Alison suggested that we paddle towards the end of the lake and take a detour into Grass Pond and then paddle to the opposite side of the lake and maybe into Bog Lake, depending on the time and our endurance. There were two floating bogs where we had to exit our kayaks for a short time in order to get around them, the third we were able to paddle around as we headed in to Grass Pond. We saw many nice campsites; some occupied, some vacant, none of them were close together.
We were surprised to see a camp on a point not far from the entrance to Grass Pond. We did not paddle into Bog Lake, but paddled near the entrance. We wanted to take a swim, rest, and gather firewood prior to our dinner.
After swimming, Alison and Peggy read and I gathered firewood. Alison had the only reading material, a second-hand book which she had purchased for $1.00, so she tore the book in thirds, each of us could read! We then walked a trail to the other side of the peninsula and saw the pine cone tree monster!
We prepared our dinner consisting of dehydrated meals. Simply add a couple of cups of water, re-seal the bag, wait about 10 minutes, and eat! After dinner we enjoyed our campfire and tea and hit the ground around 10 p.m. The forest was silent except for the sound of the loons. In the morning we were awakened by the loons and a variety of birds singing.

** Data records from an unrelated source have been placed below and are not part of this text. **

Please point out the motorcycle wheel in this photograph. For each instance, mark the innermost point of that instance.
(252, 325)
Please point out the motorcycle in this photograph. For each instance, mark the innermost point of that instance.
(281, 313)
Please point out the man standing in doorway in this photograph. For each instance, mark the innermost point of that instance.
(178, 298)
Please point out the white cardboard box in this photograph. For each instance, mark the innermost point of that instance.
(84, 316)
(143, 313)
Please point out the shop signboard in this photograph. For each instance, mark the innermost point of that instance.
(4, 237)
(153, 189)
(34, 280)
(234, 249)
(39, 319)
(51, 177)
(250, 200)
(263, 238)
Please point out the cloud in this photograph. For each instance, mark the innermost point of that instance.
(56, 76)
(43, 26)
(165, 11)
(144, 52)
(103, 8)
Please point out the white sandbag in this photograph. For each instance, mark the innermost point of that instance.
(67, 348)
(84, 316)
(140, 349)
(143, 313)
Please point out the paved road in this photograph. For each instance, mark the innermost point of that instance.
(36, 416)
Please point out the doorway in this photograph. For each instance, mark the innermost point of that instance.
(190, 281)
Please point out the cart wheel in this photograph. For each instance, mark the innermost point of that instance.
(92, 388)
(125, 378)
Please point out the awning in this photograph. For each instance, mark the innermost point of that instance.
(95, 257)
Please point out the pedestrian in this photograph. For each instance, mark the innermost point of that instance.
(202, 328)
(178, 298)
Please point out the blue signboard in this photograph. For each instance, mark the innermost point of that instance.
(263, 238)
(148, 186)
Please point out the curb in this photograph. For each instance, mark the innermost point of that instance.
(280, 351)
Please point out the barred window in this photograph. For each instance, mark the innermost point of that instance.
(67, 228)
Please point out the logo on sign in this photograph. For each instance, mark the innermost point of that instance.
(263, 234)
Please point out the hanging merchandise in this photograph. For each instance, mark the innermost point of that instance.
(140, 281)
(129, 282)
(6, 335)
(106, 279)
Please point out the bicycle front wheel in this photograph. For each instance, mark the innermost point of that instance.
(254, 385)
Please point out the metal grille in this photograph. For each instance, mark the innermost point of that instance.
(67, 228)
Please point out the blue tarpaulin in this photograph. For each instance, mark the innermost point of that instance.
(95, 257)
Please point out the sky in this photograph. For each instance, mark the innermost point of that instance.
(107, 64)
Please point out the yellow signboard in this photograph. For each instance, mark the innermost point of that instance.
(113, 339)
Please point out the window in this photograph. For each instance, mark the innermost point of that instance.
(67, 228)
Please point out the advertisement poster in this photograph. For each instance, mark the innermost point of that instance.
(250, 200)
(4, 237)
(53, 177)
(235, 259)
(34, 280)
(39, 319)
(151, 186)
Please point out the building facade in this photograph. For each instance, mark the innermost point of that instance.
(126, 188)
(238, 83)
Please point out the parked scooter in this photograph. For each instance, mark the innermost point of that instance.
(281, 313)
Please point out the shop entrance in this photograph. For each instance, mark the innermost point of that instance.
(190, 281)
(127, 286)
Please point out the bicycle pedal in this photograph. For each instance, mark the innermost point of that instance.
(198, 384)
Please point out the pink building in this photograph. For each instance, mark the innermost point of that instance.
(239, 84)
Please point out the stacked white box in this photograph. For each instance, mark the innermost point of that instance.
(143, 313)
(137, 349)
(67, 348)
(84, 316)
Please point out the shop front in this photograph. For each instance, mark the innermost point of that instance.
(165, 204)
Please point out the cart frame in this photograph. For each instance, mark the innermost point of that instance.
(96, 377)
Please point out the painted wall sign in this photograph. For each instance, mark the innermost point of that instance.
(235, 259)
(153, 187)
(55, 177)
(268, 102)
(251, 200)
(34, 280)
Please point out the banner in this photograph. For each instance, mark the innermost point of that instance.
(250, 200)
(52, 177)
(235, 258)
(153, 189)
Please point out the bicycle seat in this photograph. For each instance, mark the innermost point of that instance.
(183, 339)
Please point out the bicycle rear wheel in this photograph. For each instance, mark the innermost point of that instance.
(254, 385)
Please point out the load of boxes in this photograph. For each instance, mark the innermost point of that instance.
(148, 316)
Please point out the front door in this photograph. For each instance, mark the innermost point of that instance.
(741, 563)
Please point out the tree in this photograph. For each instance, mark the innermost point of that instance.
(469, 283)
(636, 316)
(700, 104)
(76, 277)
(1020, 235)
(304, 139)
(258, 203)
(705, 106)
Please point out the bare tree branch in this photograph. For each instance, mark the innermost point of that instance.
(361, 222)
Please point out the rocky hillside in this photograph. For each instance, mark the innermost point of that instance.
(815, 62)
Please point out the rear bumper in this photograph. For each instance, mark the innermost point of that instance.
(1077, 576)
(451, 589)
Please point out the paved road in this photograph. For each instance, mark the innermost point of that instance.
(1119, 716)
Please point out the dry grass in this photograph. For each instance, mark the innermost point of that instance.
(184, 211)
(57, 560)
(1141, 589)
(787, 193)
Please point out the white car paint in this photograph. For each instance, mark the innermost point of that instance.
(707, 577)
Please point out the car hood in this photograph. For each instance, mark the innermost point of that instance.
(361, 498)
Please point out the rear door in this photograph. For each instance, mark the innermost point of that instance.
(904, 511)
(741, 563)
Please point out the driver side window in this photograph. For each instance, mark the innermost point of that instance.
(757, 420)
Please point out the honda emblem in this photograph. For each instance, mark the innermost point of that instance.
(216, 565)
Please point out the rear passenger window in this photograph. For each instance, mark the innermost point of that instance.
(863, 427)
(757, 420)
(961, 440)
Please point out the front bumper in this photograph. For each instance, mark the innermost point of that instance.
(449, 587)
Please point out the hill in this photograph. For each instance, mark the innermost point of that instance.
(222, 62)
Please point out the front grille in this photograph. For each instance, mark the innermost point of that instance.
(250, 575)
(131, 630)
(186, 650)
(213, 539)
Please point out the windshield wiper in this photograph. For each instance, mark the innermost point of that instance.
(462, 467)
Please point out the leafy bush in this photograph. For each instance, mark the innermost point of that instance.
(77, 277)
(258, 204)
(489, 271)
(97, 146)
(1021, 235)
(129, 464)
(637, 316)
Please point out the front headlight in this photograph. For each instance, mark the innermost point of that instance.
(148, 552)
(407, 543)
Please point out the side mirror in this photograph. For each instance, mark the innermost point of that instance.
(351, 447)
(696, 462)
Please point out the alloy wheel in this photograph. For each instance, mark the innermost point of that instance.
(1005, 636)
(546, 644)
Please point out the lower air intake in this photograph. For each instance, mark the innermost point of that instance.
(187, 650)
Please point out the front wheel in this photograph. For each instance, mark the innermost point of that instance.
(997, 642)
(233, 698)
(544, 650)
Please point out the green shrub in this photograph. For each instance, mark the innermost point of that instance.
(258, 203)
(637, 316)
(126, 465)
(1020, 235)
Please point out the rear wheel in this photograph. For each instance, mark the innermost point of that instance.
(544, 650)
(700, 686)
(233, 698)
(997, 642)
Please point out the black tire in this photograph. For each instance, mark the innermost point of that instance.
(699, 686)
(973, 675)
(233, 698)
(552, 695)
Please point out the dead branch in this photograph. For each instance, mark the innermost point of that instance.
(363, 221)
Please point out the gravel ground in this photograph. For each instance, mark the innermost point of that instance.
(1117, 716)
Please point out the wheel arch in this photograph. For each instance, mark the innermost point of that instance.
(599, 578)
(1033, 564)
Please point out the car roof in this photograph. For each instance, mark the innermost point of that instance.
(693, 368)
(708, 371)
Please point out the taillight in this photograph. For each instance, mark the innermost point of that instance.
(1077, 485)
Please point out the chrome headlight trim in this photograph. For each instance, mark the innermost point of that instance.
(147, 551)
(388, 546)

Alison shortened her portage on the way out by carrying her light weight boat down an embankment into the flow below the dam. She floated down into the lake, the floating looked fun — the carrying, not so much!
Do it again?
When we were ready to head back to Lows Lower Dam, Alison suggested we do an alternate route behind some islands. We would be out of the wind once we crossed the lake and we would see more of Lows! Besides having 3 bogs, Lows is spotted with many islands of various sizes, beautiful beaches, 40 campsites, and awesome views! Per Alison's GPS we had paddled 9 miles the first day, 8 1/4 miles the 2nd day, and 9 miles back.
We all agreed it was a great trip and next time we would camp three nights with a couple of changes: 1) take the wheels if there is a portage, and 2) separate tents. The Tupper Lake region has many primitive camping areas. Maybe we will camp on the Oswegatchie or the Raquette River or in the St. Regis area. Those are just a few of our choices, there are numerous places to enjoy a wilderness camping experience in our beautiful region of the Adirondacks.